先ほどまで薄暗い墓地みたいな雰囲気のダンジョンにいたからか、地上に出ると、肩の荷が一気に下りたような気がする。
グッと背筋を伸ばし、サアァァァッ、と吹き抜ける風を感じながら王都へと向かった。
正門をくぐり、まっすぐに自分が泊まっている宿を目指す。
次はどんなダンジョンに挑もうかと考えていると、ふいに、俺の足が止まる。
視線が吸い込まれるように前方の女性を捉え、「なぜこんな所に?」という疑問が生まれる。
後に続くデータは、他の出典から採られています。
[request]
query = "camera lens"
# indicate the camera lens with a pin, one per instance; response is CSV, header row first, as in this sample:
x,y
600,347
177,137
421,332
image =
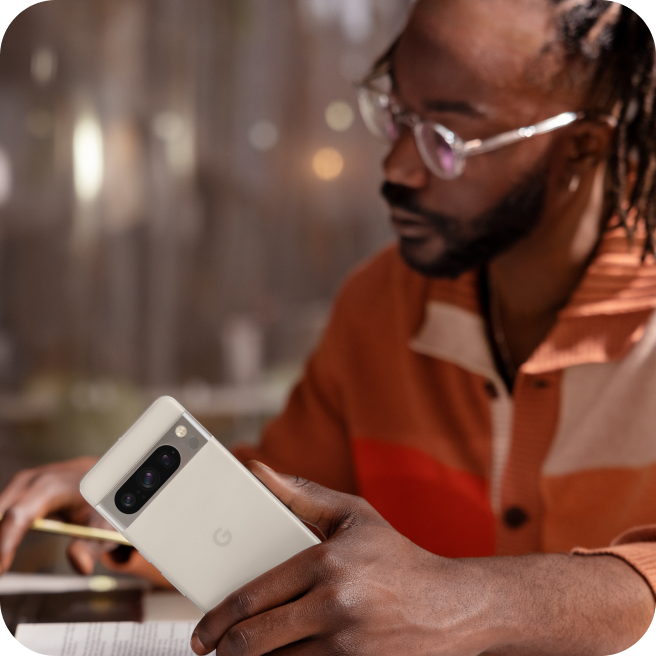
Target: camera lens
x,y
148,479
128,500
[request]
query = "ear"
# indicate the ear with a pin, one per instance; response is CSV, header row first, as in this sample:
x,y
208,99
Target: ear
x,y
584,146
588,142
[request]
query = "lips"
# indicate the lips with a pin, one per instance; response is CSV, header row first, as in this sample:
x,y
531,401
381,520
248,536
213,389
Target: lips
x,y
411,226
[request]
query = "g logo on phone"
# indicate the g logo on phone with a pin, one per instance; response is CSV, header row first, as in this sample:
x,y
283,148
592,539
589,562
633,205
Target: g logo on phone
x,y
222,538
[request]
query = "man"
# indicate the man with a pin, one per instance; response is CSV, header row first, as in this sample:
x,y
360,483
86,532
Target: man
x,y
488,385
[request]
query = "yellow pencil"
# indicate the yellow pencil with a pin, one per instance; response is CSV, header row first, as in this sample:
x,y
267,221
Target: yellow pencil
x,y
76,531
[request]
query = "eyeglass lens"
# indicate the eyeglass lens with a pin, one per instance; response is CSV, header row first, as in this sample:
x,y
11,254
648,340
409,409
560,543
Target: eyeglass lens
x,y
436,153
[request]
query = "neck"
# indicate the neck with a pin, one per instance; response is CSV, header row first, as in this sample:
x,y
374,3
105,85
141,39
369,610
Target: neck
x,y
531,282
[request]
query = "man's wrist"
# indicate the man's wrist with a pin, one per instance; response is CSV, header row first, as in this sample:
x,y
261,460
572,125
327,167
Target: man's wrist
x,y
561,604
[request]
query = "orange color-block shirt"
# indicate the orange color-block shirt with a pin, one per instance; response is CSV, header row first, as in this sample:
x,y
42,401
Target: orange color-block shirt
x,y
401,403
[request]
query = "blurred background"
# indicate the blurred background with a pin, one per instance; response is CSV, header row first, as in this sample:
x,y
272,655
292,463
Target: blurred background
x,y
184,184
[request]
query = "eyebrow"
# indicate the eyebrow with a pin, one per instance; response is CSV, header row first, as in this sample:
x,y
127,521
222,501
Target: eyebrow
x,y
456,107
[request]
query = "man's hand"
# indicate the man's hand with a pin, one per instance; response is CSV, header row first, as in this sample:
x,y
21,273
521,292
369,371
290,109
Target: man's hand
x,y
43,491
367,590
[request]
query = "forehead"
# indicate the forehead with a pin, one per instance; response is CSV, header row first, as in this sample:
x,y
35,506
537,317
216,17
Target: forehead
x,y
486,52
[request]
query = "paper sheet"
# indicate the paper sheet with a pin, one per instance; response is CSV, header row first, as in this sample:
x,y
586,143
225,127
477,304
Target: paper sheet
x,y
108,638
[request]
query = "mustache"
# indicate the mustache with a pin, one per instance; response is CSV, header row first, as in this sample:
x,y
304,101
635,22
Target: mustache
x,y
405,198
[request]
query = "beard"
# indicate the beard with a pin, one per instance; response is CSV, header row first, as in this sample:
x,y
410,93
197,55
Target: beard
x,y
470,244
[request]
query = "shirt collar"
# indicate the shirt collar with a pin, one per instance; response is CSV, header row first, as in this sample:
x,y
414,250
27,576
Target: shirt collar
x,y
605,316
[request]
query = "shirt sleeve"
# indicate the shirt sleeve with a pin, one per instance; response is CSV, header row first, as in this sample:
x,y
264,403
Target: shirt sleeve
x,y
636,547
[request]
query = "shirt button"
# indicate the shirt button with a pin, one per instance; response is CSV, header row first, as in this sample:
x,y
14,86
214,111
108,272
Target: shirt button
x,y
515,517
491,389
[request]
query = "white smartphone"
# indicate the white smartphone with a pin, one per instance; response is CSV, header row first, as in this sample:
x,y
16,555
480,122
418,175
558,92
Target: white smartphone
x,y
191,508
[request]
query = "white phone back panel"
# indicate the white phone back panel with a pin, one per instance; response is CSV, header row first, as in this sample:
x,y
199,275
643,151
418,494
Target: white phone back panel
x,y
213,494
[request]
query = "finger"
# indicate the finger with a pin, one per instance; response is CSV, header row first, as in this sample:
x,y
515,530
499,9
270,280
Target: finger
x,y
16,488
36,502
274,629
84,554
280,585
330,511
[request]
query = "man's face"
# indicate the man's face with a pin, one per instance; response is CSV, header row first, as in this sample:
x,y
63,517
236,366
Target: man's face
x,y
475,67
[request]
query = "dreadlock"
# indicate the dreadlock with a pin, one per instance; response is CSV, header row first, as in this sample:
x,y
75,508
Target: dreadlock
x,y
620,47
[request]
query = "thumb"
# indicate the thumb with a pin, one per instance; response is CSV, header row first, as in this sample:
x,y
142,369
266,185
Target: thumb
x,y
331,512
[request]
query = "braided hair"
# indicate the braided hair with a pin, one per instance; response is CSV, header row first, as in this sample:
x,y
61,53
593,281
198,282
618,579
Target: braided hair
x,y
620,48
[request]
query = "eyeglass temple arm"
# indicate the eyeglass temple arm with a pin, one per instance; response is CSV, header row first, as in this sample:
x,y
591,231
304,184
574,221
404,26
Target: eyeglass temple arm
x,y
477,146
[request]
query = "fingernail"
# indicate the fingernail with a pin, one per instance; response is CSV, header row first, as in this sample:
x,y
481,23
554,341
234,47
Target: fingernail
x,y
196,645
86,562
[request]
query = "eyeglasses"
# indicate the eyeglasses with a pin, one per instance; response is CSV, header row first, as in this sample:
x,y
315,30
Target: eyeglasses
x,y
443,151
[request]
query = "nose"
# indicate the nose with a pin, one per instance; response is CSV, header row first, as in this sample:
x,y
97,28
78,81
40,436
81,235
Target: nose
x,y
403,164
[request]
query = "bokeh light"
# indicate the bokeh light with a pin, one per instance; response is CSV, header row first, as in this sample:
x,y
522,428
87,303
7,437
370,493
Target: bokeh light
x,y
328,163
339,116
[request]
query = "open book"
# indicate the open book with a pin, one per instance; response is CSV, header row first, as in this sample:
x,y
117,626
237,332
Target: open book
x,y
108,638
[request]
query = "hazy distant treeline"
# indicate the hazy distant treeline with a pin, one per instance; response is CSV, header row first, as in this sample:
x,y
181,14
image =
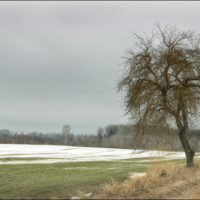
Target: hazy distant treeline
x,y
111,136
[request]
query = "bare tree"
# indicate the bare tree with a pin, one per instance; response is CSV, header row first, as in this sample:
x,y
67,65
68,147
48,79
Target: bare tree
x,y
66,133
160,82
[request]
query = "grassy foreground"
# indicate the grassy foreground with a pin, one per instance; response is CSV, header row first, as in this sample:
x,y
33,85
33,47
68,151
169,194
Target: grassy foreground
x,y
61,180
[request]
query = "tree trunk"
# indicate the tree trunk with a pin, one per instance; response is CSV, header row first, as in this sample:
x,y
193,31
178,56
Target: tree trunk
x,y
186,146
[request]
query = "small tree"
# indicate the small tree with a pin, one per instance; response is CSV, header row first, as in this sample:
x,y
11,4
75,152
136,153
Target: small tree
x,y
66,133
160,82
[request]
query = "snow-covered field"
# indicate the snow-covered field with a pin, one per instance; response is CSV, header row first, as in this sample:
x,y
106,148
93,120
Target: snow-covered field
x,y
22,154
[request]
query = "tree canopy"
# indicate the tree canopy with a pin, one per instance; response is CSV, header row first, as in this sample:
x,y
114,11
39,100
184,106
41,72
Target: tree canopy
x,y
160,81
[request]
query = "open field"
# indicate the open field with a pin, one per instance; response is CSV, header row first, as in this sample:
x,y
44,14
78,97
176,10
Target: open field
x,y
44,171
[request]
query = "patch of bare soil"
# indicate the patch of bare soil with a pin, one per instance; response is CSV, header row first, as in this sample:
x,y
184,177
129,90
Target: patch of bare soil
x,y
162,181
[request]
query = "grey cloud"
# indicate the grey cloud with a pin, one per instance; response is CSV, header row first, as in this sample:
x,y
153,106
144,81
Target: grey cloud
x,y
59,60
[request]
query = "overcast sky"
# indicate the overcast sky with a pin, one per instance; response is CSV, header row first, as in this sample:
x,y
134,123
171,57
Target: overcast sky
x,y
59,61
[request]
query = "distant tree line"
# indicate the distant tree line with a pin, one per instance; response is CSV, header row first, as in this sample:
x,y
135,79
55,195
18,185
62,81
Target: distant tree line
x,y
111,136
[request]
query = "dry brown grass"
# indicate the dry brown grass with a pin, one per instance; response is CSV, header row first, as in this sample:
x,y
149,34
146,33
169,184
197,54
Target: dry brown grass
x,y
162,181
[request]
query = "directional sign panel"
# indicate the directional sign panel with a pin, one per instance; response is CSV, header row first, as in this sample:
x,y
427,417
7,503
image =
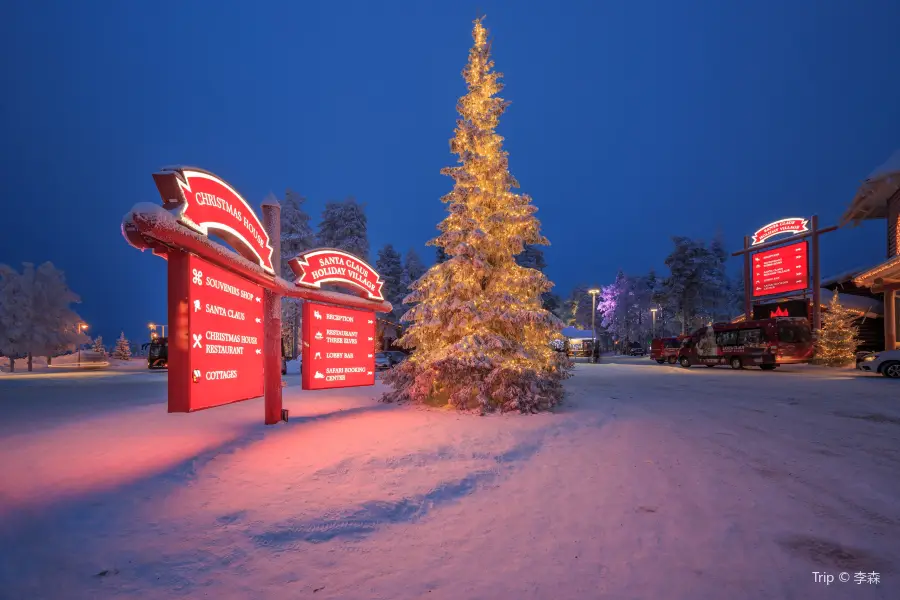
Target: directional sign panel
x,y
781,270
223,314
338,347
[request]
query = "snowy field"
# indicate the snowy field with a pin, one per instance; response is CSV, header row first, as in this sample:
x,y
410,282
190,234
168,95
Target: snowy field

首をこてん、と倒して怪訝な表情を浮かべると、それに気付いた二人の男女が、手を振ってこちらに歩み寄る。
片や、人類の希望と称される勇者イルゼと。
片や、王国最強と称される第三騎士団の団長エリカだ。
二人が俺のもとへやってくる。
「イルゼに、団長……? なんで俺が泊まってる宿の前にいるんですか」
ちょっとだけ嫌な予感がする。
しかし、団長エリカも勇者イルゼも表情は明るかった。とても犯罪者を前にしているとは思えない。
どうやらミラの件ではないらしい?
「やあ、こんにちはネファリアスくん。今日はネファリアスくんに話があってここまで来たんだ」
「話?」
俺の疑問に答えてくれたのは、金髪碧眼の勇者イルゼ。
その隣に並ぶ団長エリカが、彼の言葉にこくりと頷いて言った。